The roots, she said, stem back to the enslavement and reproductive servitude of Black women. “I started thinking about all the policies, the trajectory from enslavement to the present, [and how]Black women’s childbearing was seen as a problem and as an appropriate place to focus government policy,” she said. “This idea that Black women’s wombs are dangerous [and]that black women give birth to children who are inevitably going to be social problems …, I think, has dominated public policy of the United States from the very beginning.”

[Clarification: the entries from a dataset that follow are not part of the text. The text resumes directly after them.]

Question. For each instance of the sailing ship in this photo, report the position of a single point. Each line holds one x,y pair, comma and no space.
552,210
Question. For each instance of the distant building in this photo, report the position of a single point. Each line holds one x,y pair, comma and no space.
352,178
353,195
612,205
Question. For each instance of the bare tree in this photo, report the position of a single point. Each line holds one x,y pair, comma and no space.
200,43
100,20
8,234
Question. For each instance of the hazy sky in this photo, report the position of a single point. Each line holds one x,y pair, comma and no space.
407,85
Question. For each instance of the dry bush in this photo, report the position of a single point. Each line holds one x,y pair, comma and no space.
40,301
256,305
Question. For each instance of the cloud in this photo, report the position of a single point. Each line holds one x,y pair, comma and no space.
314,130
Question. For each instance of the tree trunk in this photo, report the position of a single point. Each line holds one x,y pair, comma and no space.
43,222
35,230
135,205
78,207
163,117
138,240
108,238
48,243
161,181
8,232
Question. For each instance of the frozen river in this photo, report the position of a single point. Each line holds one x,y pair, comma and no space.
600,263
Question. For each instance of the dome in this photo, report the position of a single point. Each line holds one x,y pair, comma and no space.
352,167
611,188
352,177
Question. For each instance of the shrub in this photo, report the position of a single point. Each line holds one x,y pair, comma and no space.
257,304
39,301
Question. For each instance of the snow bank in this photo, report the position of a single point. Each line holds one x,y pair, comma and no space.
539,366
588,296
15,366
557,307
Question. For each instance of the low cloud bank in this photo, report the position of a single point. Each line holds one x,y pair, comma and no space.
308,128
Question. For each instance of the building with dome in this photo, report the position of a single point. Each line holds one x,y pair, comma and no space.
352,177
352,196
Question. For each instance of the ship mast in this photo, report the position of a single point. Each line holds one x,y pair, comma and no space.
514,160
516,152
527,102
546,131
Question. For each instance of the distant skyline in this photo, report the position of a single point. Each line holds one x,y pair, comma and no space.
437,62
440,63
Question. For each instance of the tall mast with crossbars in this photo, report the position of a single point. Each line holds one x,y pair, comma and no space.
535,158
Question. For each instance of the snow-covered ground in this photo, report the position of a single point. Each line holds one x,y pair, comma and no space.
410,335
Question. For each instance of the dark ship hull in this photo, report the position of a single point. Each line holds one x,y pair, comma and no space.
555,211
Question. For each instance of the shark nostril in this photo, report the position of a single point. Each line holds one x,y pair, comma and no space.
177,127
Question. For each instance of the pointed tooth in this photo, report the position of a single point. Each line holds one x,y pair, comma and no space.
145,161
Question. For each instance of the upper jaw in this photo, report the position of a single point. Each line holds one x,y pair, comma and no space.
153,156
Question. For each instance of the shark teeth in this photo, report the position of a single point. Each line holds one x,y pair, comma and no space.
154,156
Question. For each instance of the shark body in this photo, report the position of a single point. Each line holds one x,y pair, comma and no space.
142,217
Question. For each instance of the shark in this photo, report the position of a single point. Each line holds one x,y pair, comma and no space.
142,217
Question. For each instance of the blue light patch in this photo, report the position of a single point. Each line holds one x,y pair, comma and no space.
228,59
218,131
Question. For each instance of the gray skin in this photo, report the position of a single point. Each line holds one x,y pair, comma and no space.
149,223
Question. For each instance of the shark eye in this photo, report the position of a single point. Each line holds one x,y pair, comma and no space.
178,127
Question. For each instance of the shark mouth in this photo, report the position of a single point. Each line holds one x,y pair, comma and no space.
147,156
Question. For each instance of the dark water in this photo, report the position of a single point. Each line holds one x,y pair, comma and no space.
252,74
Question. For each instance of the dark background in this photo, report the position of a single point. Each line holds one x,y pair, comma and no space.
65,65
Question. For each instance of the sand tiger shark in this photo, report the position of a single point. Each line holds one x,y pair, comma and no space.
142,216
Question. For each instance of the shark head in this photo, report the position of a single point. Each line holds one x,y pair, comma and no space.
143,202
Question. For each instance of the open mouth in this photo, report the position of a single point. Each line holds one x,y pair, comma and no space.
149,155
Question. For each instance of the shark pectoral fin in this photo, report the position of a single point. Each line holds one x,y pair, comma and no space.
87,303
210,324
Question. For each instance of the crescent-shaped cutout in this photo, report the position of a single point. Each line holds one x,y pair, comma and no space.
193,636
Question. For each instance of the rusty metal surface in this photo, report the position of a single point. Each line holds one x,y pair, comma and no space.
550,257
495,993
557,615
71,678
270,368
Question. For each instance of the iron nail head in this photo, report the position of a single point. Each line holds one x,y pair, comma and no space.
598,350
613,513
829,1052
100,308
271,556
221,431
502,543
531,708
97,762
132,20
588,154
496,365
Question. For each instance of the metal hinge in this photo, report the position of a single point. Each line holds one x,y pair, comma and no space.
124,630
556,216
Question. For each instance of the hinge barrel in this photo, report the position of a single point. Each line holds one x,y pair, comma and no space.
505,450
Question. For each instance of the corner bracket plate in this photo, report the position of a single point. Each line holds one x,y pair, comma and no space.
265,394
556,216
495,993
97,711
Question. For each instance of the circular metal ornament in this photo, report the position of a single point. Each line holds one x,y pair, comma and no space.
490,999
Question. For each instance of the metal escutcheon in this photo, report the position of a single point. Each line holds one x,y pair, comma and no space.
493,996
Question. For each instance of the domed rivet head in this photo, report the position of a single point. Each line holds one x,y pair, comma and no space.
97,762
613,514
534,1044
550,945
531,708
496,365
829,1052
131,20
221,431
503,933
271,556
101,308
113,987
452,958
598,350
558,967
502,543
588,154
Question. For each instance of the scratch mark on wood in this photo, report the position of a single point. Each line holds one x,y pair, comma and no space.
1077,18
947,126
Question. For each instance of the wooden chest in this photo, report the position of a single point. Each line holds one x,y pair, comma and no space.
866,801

Protecting Families—or Policing Them?

In Torn Apart, her latest book, Professor Roberts exposes the foundational racism of the child welfare system and calls for radical change. Drawing on decades of research, she reveals that the child welfare system is better understood as a “family policing system” that collaborates with law enforcement and prisons to oppress Black communities. Child protection investigations, Professor Roberts argues, ensnare a Black children disproportionately, putting their families under intense state surveillance and regulation. Black children, she adds, are disproportionately likely to be torn from their families and placed in foster care, driving many to juvenile detention and imprisonment.

“These are really brutal, horrible acts of government violence against people [that]are justified as just being a natural consequence of the division of human beings,” Professor Roberts said. “I think that connects … my books as well as other writings I’ve done.”

Professors Dorothy Roberts and Melissa Murray headline the Second Annual Eunice Carter Lecture, titled “Policing Black Families and Bodies,” on Feb. 1, 2023.

Towards the end of the lecture, Professors Murray and Roberts noted that the U.S. states passing laws that limit the teaching of critical race theory and ban certain books are the very same states with the most restrictive reproductive rights policies, the highest rates of Black maternal mortality, and the worst support systems for families.

“I think we have to point out that those aren’t accidents [and]that there is a connection between banning knowledge about [Black] history, about the roots of injustice, and the kinds of policies that perpetuate injustice,” said Professor Roberts.

Honoring Eunice Carter ’32

Eunice Carter

Eunice Carter

The lecture series honors Eunice Carter ’32, one of the first Black women to earn a law degree at Fordham and to pass the New York bar nearly a year later. Carter is most known for playing a critical, behind-the-scenes role in the trial of notorious mobster Charles “Lucky” Luciano and his associates in the late 1930s. She linked prostitution in New York City to Luciano’s organization, orchestrated the sting operation that resulted in Luciano’s arrest and imprisonment, and served as the only woman and person of color on Special Prosecutor Thomas E. Dewey’s “Twenty Against the Underworld” legal team. Later in her career, Carter became a legal advisor to the newly formed United Nations, a member of the U.S. National Council of Negro Women, secretary of the Mayor’s commission on conditions in Harlem, and several other national and global organizations.

Fordham Law students meet Dorothy Roberts ahead of the Second Annual Eunice Carter Lecture.